It sounds like a joke, but it's not: a new study proclaims Los Angeles to be the least sprawly large metro in the US. The study, conducted by a sociology doctoral student at NYU, uses aerial images of Census tracts in the 150 largest US metros (according to 2010 data) to estimate the portion of the metro population living below three "thresholds": 3,500, 8,500, and 20,000 people per square mile. Then, explains CityLab, those thresholds are averaged to get a metro's index number—the higher the index number, the more sprawl in that metro. Of the 150 largest metros, Los Angeles has the lowest index number, meaning that despite its spread-out rep, it's actually not so bad at all.

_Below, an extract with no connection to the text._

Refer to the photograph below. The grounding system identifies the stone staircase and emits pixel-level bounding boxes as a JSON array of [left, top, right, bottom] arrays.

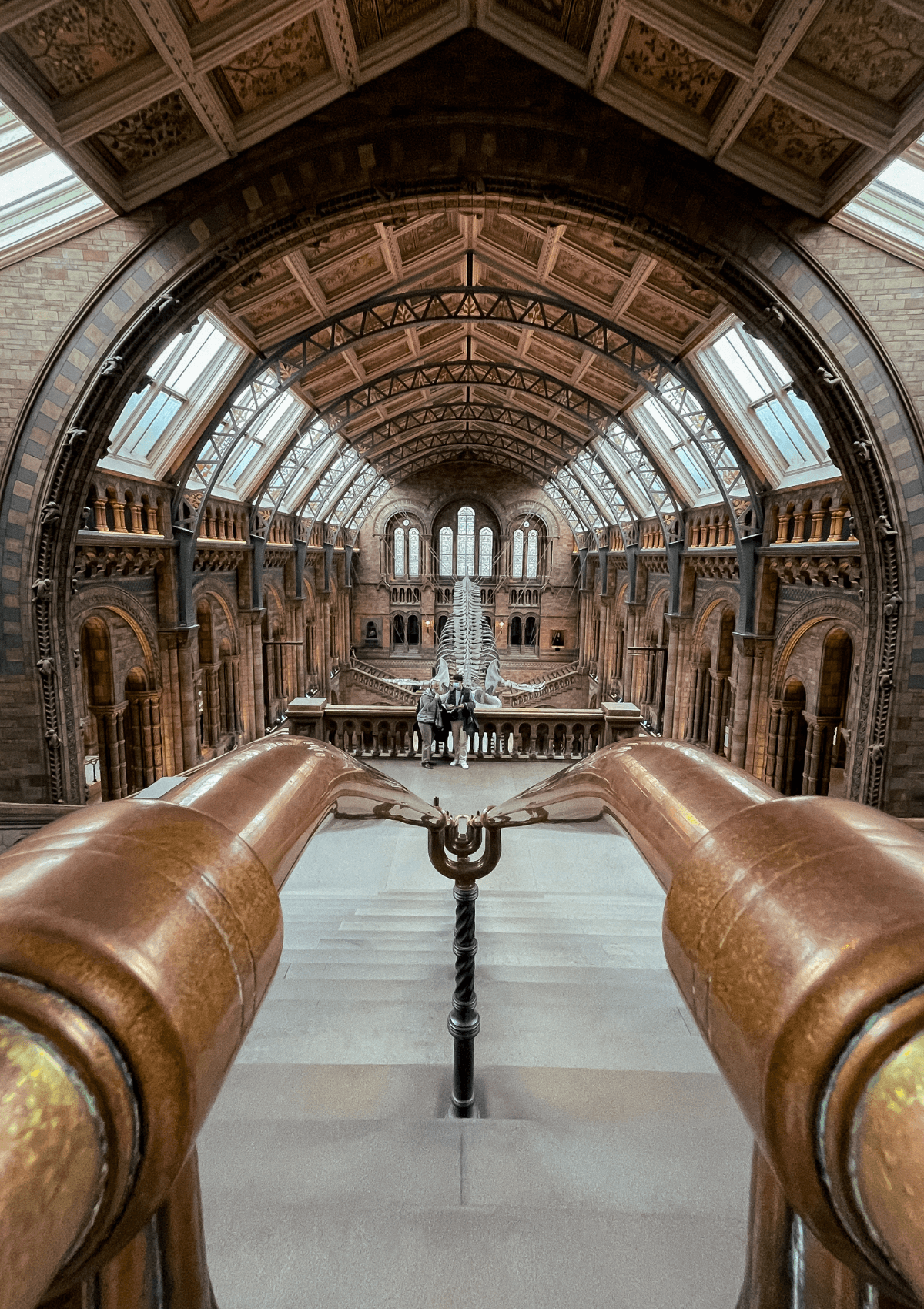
[[200, 762, 750, 1309]]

Los Angeles's "sheer lack of very low-density development" helped the region get its highly non-sprawly status, which is great because the analyst goes on to quantify all the negative effects of sprawl: "For every 10 percent increase in sprawl, there is an approximately 5.7 percent increase in per capita carbon emissions, a 9.6 percent increase in per capita hazardous pollution, and a 4.1 percent and 2.9 percent reduction in the owner and renter housing affordability index, respectively." Ooof, bit of a double-edged sword there, sprawl. It makes sense that less polluted, less sprawly places are more expensive to live in—who wouldn't want to live in them? And that certainly does ring true in LA, which is both one of the most unaffordable places to live and, by this study's count, the least sprawling large metro in the nation. (You can also see how its many suburbs cancel out some of the benefits of its urban density.)
If this sounds bogus, keep in mind that this is not the first time LA's been found surprisingly non-sprawls; an analysis last year by Smart Growth America called LA the "biggest success story" in the scaling-back of sprawl and Census data from 2012 showed it was the most densely populated urban area in the US.